Aquaculture certifiers sign unique MoU


James Wright, Senior Editor

Published on
April 23, 2013

Ever since sustainability certification was launched years ago, seafood buyers worldwide have complained about confusion among the various schemes and the duplication of efforts regarding audits and other regulatory steps in a complex and potentially expensive process.

But at the European Seafood Exposition in Brussels, the three leading aquaculture certification schemes signed a memorandum of understanding (MOU) to work collaboratively to increase efficiencies and reduce said duplicative efforts.

The Global Aquaculture Alliance (GAA), Aquaculture Stewardship Council and GLOBALG.A.P. will explore ways to make life easier for the buyers of certified seafood products. The announcement was about three years in the making.

“The impact, initially, is not so much about harmonization, but about reducing duplication. We hear of the expense of certification and company audits. This is everyone getting together and finding common overlaps and working together to make it much easier for a supplier to navigate the process and take some of the expense out,” Peter Redmond, VP-business development for the GAA’s Best Aquaculture Practices program, told SeafoodSource.

“A journey of a thousand miles starts with one step and this is a very large step,” Redmond continued. “We’re not sure where this will end up, with the three organizations, but certainly a commitment from all three to work toward common goals will make it easier not just for the supply chain but for retailers as well. To get the three of us to come to an agreement is a pretty good achievement. The fallacy of this industry is that we’re enemies and all throw rocks. We are friendly, but it’s still a competitive landscape and mindful of the impact we have on the supply chain.”

The three organizations will seek to develop common requirements related to feed; to explore common approaches to the management of certificate information potentially through shared IT platforms; to develop common approaches to auditor training; to develop shared approaches to chain-of-custody certification; and to encourage accurate and objective messaging regarding the claims made for certified aquaculture products.

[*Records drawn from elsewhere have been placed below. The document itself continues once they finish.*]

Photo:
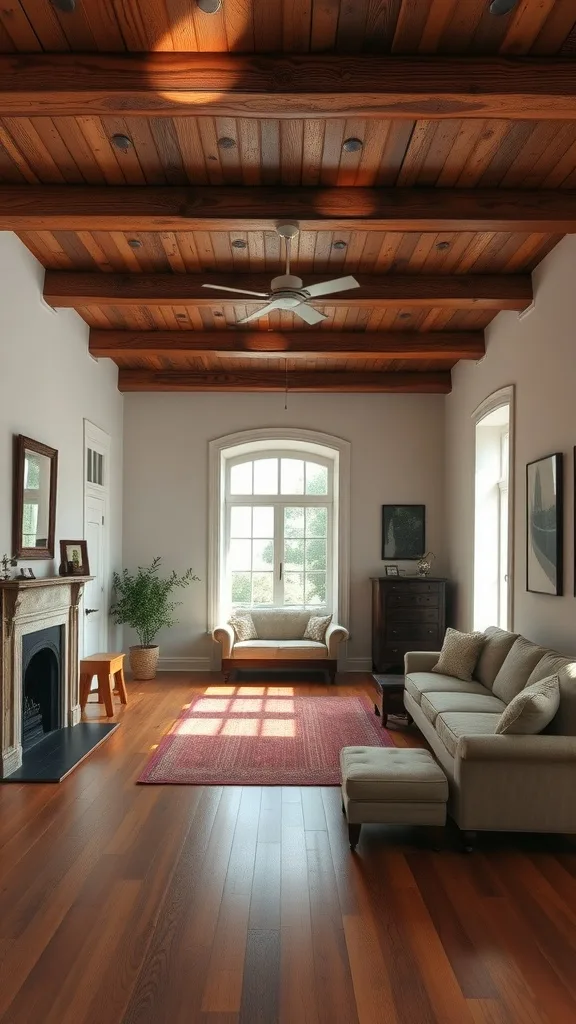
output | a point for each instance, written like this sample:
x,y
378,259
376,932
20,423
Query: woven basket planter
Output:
x,y
144,662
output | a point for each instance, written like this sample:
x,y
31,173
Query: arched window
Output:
x,y
281,539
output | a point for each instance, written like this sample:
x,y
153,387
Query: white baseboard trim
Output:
x,y
184,665
357,665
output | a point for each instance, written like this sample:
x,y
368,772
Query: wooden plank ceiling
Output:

Dr. Kristian Moeller, managing director and secretary for GLOBALG.A.P. in Cologne, Germany, says aquaculture certification organizations have been “given the mandate” to help the industry.

“We have a need to serve and it would be nonsense to serve our own interest as associations and work against the general interests of the industry,” said Moeller. “We’ve put the bar quite high with expectations now. All of you will hold us accountable.” 

The MoU has garnered support throughout the NGO community.

“The New England Aquarium, which helps seafood buying companies navigate the certification landscape, supports the spirit and intent of this MoU,” said Heather Tausig, associate VP of conservation for the New England Aquarium in Boston. “By facilitating greater transparency, alignment, efficiency and collective action among multiple standards, this collaboration helps bolster the credibility and integrity of certification as an important tool for sustainability.”